Logo pela manhã, ainda os bolos se apresentavam frescos nas vitrinas, falava a Lurdes da cafetaria com a menina Fátima da farmácia sobre a situação interna do Benfica. Dizia a Lurdes, que tem a voz baça, engrossada pelo fumo de milhões de cigarros, que o problema não é o treinador, até podia vir o Mourinho, nem os jogadores, o problema é a cambada de dirigentes que não tem uma política de rigor para o clube.

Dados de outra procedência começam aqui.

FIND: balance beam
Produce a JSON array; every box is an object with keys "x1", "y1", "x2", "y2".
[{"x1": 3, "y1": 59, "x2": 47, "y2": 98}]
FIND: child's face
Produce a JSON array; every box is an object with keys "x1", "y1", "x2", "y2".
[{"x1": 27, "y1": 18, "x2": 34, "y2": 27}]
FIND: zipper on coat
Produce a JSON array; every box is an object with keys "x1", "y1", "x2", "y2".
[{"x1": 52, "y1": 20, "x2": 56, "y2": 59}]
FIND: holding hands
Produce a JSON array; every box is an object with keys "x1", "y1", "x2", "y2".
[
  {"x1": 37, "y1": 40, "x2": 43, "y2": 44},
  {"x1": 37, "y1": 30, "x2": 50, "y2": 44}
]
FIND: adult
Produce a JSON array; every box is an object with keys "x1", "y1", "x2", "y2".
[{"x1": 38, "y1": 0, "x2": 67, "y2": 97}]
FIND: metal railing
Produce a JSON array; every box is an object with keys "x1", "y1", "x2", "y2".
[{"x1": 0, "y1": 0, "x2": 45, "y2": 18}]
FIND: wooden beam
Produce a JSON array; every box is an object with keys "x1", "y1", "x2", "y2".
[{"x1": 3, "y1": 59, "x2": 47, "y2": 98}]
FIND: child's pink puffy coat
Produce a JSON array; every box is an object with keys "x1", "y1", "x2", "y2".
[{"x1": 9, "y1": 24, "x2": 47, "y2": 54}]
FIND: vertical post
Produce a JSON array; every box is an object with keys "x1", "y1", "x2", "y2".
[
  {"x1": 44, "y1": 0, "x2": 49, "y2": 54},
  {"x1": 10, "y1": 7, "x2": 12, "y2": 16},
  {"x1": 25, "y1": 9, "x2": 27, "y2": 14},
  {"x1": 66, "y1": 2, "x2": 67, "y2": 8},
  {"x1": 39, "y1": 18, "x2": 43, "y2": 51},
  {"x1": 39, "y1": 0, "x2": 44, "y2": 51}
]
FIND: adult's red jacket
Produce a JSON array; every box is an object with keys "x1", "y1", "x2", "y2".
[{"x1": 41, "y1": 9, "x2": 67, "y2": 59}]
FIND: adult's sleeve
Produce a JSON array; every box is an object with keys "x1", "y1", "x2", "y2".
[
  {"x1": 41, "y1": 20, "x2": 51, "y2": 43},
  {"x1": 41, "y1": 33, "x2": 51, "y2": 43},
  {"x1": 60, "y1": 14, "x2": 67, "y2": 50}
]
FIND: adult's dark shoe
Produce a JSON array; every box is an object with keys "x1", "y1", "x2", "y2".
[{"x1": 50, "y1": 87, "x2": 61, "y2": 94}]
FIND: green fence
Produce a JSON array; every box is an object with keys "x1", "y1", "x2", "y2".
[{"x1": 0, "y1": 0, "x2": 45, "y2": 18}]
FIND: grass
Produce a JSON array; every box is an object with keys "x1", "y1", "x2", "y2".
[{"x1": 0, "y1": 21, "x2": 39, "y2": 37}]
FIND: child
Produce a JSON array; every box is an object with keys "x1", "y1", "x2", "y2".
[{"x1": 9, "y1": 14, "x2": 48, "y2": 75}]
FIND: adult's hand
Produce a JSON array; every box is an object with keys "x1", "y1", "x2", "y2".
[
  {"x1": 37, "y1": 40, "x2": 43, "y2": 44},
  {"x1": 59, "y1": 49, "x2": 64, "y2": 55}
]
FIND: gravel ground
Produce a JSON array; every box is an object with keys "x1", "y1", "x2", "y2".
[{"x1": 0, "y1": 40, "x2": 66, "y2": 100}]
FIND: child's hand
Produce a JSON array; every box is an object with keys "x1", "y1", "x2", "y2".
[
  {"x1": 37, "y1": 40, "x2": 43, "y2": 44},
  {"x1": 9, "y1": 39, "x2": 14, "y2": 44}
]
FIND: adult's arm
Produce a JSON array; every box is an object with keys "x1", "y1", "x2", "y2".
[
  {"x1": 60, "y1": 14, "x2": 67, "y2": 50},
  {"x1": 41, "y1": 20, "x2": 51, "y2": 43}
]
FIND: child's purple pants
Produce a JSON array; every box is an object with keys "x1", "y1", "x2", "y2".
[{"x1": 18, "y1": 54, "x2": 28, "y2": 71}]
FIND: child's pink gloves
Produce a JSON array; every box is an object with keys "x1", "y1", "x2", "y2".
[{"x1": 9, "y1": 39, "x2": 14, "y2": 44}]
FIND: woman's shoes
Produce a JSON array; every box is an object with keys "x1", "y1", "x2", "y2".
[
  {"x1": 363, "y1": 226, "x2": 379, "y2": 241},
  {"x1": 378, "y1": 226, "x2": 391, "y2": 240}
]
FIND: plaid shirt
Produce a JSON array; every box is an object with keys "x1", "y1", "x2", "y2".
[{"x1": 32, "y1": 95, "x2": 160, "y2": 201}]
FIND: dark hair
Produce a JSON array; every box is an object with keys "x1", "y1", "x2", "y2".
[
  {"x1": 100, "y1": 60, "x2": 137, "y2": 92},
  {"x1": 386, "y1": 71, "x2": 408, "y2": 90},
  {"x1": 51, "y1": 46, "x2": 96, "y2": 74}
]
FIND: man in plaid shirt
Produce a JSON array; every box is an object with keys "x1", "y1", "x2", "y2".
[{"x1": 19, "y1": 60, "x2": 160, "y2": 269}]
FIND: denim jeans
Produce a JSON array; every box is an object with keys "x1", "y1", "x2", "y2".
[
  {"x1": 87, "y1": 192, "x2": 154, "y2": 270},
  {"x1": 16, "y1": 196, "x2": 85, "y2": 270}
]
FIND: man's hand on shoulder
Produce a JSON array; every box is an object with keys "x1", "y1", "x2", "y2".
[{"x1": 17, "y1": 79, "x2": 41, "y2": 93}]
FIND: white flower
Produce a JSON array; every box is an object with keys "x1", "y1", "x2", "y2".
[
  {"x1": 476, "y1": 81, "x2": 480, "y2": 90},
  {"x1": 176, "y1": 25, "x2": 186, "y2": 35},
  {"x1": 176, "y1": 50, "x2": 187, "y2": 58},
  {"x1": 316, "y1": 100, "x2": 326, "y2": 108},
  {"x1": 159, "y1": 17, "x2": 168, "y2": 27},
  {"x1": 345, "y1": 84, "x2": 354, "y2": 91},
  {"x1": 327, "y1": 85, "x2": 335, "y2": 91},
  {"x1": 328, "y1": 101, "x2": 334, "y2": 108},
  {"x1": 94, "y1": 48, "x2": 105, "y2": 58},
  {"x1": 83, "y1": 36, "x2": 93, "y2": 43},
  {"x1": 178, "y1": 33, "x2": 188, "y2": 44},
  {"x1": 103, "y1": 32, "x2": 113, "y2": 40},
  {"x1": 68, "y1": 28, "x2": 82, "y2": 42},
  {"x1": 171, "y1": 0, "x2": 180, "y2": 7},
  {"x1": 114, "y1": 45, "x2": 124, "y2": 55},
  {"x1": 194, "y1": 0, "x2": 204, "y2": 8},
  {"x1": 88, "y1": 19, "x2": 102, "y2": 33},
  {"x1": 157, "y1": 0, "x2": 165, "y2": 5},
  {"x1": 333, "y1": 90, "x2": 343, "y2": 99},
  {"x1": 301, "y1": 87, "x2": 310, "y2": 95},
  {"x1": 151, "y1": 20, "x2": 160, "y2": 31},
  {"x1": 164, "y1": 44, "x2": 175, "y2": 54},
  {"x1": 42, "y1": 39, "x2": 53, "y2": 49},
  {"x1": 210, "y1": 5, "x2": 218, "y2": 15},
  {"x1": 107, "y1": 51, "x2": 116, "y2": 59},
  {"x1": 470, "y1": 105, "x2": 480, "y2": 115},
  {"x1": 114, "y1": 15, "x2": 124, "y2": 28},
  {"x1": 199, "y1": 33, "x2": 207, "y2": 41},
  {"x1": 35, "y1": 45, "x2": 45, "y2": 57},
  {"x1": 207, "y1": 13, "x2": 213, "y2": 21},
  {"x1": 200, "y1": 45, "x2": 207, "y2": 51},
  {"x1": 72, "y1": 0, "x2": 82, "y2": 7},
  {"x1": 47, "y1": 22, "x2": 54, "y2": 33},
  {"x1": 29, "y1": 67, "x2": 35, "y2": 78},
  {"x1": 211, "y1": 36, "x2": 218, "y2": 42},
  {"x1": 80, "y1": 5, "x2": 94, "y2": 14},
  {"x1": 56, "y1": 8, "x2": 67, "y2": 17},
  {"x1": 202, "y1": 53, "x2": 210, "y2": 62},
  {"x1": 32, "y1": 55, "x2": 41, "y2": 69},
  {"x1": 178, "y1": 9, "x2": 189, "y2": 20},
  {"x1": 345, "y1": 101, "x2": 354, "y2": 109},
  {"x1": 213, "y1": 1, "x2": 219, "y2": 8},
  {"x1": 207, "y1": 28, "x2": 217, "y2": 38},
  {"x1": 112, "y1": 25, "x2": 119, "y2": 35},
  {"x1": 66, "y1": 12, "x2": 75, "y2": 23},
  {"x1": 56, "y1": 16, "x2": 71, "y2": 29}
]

Enquanto falava, a Lurdes manuseava com uma pinça os folhados de salsicha, dispondo-os em pirâmides, mesmo ao lado das empadas de galinha e das meias-luas de legumes. Via-se, pela tensão acumulada nos cantos da boca, rija, tesa, como um pedaço de cortiça, que a crise do Benfica a perturbava ao ponto de a fazer trocar os pedidos. Trouxe-me uma torrada aparada em vez do pão com manteiga que lhe pedi. A menina Fátima, que é belfa, escutava-a em silêncio, tão feia na sua bata branca, admirando o conhecimento profundo da outra sobre os assuntos da actualidade desportiva. Eu, se fosse uma mulher de coragem, saltava para o outro lado do balcão, amarrava a Lurdes com o fio cor-de-rosa que usam para atar as caixas dos bolos de aniversário e enfiava-lhe um folhado de salsicha pelos gorgomilos abaixo.